Shooting sound waves through water can remove dissolved gas that results from hydropower production in rivers, avoiding harm to fish, according to scientists at the Norwegian University of Science and Technology (NTNU).
Gas supersaturation occurs when air enters water-filled hydropower inlets and is then exposed to high pressure. When this water is released into the river below the plant, it’s almost like opening a bottle of champagne, filling the river with bubbles. There is so much air in the water that it can harm fish and other species. In the worst case, fish can die from gas bubble disease – a disease similar to decompression sickness in humans.
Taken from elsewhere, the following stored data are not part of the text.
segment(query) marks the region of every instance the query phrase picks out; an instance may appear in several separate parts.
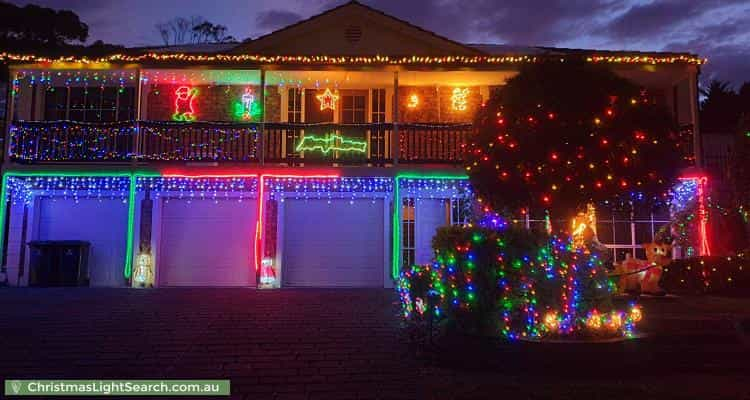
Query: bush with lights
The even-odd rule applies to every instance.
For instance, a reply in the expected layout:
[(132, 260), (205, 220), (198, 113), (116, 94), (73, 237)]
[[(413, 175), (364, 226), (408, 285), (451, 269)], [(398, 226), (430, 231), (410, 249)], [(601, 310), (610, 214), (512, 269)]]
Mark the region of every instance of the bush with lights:
[[(497, 220), (497, 217), (495, 218)], [(631, 336), (640, 309), (618, 311), (601, 257), (525, 229), (441, 228), (431, 265), (406, 269), (398, 290), (411, 326), (507, 339)]]
[(659, 286), (669, 293), (750, 296), (750, 257), (707, 256), (674, 260), (664, 267)]

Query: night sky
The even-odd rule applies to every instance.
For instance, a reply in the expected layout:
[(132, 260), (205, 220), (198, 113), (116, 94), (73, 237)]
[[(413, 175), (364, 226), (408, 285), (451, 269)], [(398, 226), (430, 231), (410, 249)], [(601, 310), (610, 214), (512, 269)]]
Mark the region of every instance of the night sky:
[[(27, 1), (15, 1), (26, 4)], [(258, 37), (342, 1), (38, 0), (75, 11), (90, 39), (159, 45), (157, 22), (202, 16), (238, 39)], [(689, 51), (709, 58), (702, 80), (750, 81), (748, 0), (374, 0), (388, 14), (461, 42)]]

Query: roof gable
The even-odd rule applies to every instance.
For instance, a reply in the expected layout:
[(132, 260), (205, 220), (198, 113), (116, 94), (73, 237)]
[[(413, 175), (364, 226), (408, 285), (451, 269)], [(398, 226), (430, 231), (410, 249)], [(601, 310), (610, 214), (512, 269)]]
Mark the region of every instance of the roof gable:
[(482, 54), (355, 1), (240, 44), (233, 52), (332, 56)]

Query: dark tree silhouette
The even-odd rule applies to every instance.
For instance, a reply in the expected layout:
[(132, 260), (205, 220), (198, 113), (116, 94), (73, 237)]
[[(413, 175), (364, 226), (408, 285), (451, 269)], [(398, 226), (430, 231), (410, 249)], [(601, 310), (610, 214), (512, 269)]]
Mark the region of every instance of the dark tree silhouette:
[(668, 111), (590, 63), (524, 66), (478, 113), (466, 166), (497, 212), (572, 215), (589, 202), (653, 199), (689, 162)]
[[(748, 98), (748, 89), (744, 96)], [(740, 97), (728, 82), (713, 80), (701, 89), (705, 99), (700, 104), (700, 128), (707, 133), (732, 133), (742, 112)]]
[[(89, 28), (68, 10), (0, 2), (0, 50), (41, 56), (79, 55), (99, 57), (125, 51), (123, 46), (97, 40), (83, 45)], [(0, 81), (8, 80), (7, 64), (0, 64)]]
[(89, 27), (70, 10), (0, 2), (0, 45), (6, 49), (56, 48), (84, 42)]
[(214, 24), (203, 17), (175, 17), (169, 21), (156, 24), (164, 45), (194, 43), (229, 43), (236, 41), (227, 35), (227, 27)]

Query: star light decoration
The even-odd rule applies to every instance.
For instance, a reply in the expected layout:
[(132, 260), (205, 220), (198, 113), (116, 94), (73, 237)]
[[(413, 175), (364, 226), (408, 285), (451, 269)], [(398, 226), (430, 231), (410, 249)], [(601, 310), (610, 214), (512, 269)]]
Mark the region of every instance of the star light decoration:
[(319, 94), (315, 97), (317, 97), (318, 101), (320, 101), (320, 111), (327, 110), (327, 109), (331, 109), (331, 110), (336, 109), (336, 101), (338, 101), (339, 95), (331, 92), (331, 89), (326, 88), (323, 94)]

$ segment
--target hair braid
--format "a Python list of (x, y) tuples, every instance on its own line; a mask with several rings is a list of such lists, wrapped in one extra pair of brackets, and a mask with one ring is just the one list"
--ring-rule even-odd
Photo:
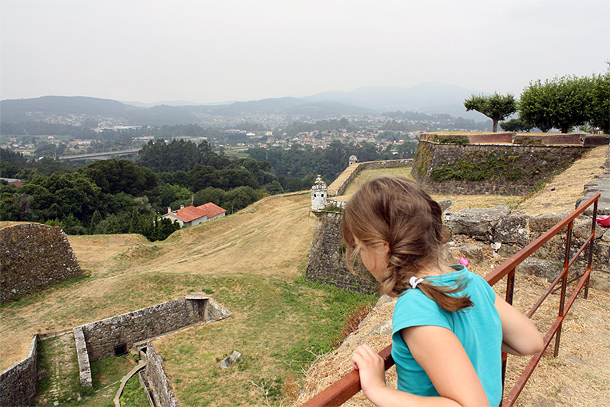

There are no requirements to monitor and limit gas supersaturation in rivers downstream of hydropower plants in Norway, but studies have shown that this may be a problem in many more power plants than previously thought. If requirements are introduced to avert gas supersaturation, this solution could help power companies avoid costly shutdowns of their plants when the problem occurs – as well as improve the environment.
An ultrasound “speaker”
The scientists have conducted ultrasound trials in a specially built water channel in NTNU’s Waterpower Laboratory.
The technical solution is a type of speaker (called a transducer) that creates ultrasound. It creates pressure waves in the water that cause dissolved gas molecules to accumulate and form bubbles (acoustic cavitation). The bubbles join up, become larger and rise to the surface. The method has been tested in the small and medium-sized laboratory, and W. Ludwig Kuhn shows in his doctoral thesis that the method immediately reduces gas saturation.
Collaboration with the energy industry and biologists has been important in implementing the project. “Natural scientists have contributed to important knowledge about the consequences and extent of gas supersaturation, and being able to discuss various solutions along the way with experts from the industry has been essential,” said Kuhn.
“At first we thought we could place the ultrasound technology inside the suction pipe at the hydropower plant. This was not well-received by the industry, because it was too great a risk to install the equipment so close to the turbine. They feared it might affect the flow of water and thus affect other parts of the hydropower plant. Therefore, the conclusion is that the equipment should be placed in the river at the hydropower plant outlet.”
Large-scale testing
The scientists are planning to conduct field trials to investigate the extent to which this technology can be used in the hydropower industry. Hydropower inlets are enormously large, transporting as much as 1 million liters of water per second. Laboratory trials show that it is not a good idea to make a giant version of the transducer but that it would be more beneficial to use several smaller installations that collectively can do the job.
“So far, the results in the DeGas project have exceeded all expectations. The benefits to the hydropower industry have much greater potential than we thought at the outset,” says supervisor and project manager Ole Gunnar Dahlhaug. He is a professor at NTNU’s Department of Energy and Process Engineering. “The method is efficient and is likely to have a relatively low cost in terms of installation, operation and maintenance.”
The DeGas project is linked to the HydroCen research center.
The project partners are NTNU, Sintef, NINA, NORCE, EDRMedeso, Fornybar Norway, Hafslund Eco, Statkraft, Eviny, Otra Kraft and Troms Kraft.